Time Complexity: O(N*d)
Space Complexity: O(N*d)

Genetic Algorithm (GA)

A genetic algorithm simulates "survival of the fittest" among a population. In the case of the knapsack problem, the population is a set of possible solutions. The solutions will initially be randomly generated for the first generation. A random population might look like this: [[1,0,1,0],[0,0,0,1], [0,1,1,0]]; where a 1 represents the item’s inclusion in the solution and a 0 the exclusion.

The population is run through a fitness method whereupon each solution is given a fitness value. The greater the value the better the solution. If the solution’s summative weight is greater than the max threshold, then the fitness value resets to 0.

Next, the solution with the greatest value is stored and automatically saved to the next generation. This is called elitism. The next step in the implementation is to place the population in a tournament method that randomly selects two solutions and the one with the greater value is selected to be a parent for the next generation.
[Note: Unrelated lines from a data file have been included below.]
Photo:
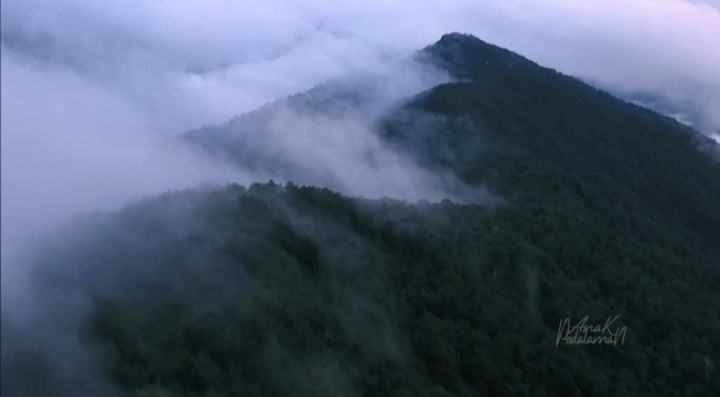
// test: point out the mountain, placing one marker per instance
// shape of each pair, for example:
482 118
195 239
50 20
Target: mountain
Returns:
593 208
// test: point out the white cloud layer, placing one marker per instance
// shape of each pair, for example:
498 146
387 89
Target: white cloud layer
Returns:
89 86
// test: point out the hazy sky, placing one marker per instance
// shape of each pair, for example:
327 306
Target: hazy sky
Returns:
89 85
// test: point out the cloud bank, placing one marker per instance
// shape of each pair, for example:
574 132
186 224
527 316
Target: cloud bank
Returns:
90 87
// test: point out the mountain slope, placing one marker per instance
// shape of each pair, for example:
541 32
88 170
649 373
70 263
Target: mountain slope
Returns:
609 210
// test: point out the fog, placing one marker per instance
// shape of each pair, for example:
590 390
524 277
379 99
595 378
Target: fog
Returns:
89 86
94 94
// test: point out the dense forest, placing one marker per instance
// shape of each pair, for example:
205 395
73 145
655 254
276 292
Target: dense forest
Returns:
608 210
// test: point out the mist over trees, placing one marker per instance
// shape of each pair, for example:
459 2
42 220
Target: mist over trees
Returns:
599 208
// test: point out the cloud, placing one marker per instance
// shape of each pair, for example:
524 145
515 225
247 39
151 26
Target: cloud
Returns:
88 84
89 87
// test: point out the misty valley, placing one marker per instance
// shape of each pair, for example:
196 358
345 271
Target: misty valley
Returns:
420 231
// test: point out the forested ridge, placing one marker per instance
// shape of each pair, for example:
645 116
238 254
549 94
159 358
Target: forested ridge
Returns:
607 210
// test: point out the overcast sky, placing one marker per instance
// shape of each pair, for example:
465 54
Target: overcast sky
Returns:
87 85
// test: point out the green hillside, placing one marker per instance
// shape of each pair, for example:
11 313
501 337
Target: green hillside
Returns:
268 290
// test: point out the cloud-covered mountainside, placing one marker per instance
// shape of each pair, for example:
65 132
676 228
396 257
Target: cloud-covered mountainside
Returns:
520 198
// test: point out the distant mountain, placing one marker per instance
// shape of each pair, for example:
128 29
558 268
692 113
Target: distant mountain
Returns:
608 211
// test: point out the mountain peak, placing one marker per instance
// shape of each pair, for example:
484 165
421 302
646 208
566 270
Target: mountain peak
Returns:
468 57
Then two parents are randomly selected and simulate gene recombination in gametes where different portions of the parents’ (solutions) genes (items) are concatenated into a new solution and added to the next generation.
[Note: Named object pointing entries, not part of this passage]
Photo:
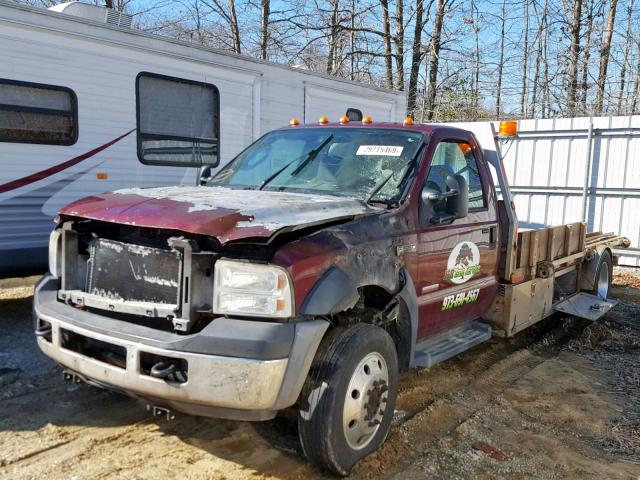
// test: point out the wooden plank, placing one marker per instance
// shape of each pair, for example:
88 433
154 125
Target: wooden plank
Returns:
534 253
522 260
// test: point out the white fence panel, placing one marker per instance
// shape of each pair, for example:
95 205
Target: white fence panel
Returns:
576 169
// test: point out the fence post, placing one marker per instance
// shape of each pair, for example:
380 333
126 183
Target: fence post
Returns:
587 172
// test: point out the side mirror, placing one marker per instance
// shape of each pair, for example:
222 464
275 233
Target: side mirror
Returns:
205 175
457 201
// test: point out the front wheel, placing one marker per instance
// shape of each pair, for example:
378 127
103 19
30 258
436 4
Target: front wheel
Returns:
602 284
349 397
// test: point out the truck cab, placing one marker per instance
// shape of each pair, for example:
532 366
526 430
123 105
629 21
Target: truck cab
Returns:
308 272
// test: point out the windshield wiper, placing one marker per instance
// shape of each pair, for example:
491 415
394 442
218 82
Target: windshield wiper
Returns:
310 156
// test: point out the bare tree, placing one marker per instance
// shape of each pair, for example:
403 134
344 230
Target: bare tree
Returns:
399 42
503 20
572 83
625 61
436 38
604 57
265 9
386 26
416 56
525 62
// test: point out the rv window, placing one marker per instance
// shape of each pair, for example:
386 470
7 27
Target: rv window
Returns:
35 113
178 121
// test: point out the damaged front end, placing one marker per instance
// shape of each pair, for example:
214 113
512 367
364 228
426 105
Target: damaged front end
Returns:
144 275
132 309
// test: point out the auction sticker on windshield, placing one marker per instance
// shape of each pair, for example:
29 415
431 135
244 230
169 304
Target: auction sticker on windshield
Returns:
387 150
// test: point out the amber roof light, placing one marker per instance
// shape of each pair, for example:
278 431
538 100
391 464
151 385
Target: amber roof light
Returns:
508 129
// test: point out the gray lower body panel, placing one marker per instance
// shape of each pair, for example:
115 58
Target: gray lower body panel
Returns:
448 344
585 305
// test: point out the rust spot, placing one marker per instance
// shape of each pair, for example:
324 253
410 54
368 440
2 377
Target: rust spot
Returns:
490 451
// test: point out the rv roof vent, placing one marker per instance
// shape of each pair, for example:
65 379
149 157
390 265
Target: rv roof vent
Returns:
94 12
The new solution has a method called mutation that may randomly change if an item is expressed or not–simulating mutation in real life. This process is repeated until the next generation is the same size as the previous one. Then the entirety of the program runs again.

Space Complexity: $O(2^d * d)$ where $d$ is the number of items. This is the same for every case. (Best, Worst, Average)

Time Complexity: $O(Nd^2)$ where $N$ is the number of solutions in a given generation, where $N$ is the number of solutions in a given generation, and $d$ is the number of items in a solution. This is the same for every case. (Best, Worst, Average)

Subset Sum Problem

The subset sum problem is a special case of the 0-1 knapsack problem. Given a set of integers $A$ and a target sum $c$, it asks us to find a subset of $A$ that sums to $c$. This problem is necessarily NP-hard, but if we let $A$ be superincreasing it becomes solvable in polynomial time using a greedy algorithm. A set is superincreasing, it means that $\forall{x} \in A$, $x$ is greater than the sum of all elements less than $x$. For example, the set of all powers of two is a superincreasing set.

This project implements two approximation algorithms for the subset sum problem. An approximation algorithm of the subset sum problem aims to find a subset with a sum of at least $r$ and at most $T$ times the optimal sum.

The time complexity of the $r=\frac{1}{2}$ approximation depends on the time complexity of sorting the set in descending order. Since this is done with insertion sort, the best-case runtime of the algorithm is $O(N)$ (when the list is already sorted) and the worst-case runtime of the algorithm is $O(N^2)$ (when the algorithm is sorted in reverse order).

The time complexity of the fully polynomial time approximation scheme (FPTAS) depends on the time complexity of sorting curSums in ascending order. Since this is done using insertion sort, its best-case runtime is $O(k)$ and its worst-case runtime is $O(k^2)$, where $k$ is the size of the ArrayList. Since the time complexity is $O(N)$, where $N$ is the size of the input set, the best-case runtime is $O(Nk)$ and the worst-case runtime is $O(Nk^2)$. The space complexity of the $r=\frac{1}{2}$ approximation is $O(N)$ and the space complexity of the FPTAS is $O(Nk)$, where $N$ is the size of the input set and $k$ is the size of curSums.

Bibliography

  • Caprara, Alberto; Kellerer, Hans; Pferschy, Ulrich (2000-02-01). "The Multiple Subset Sum Problem". SIAM Journal on Optimization. 11 (2): 308–319. doi:10.1137/S1052623498348481. ISSN 1052-6234.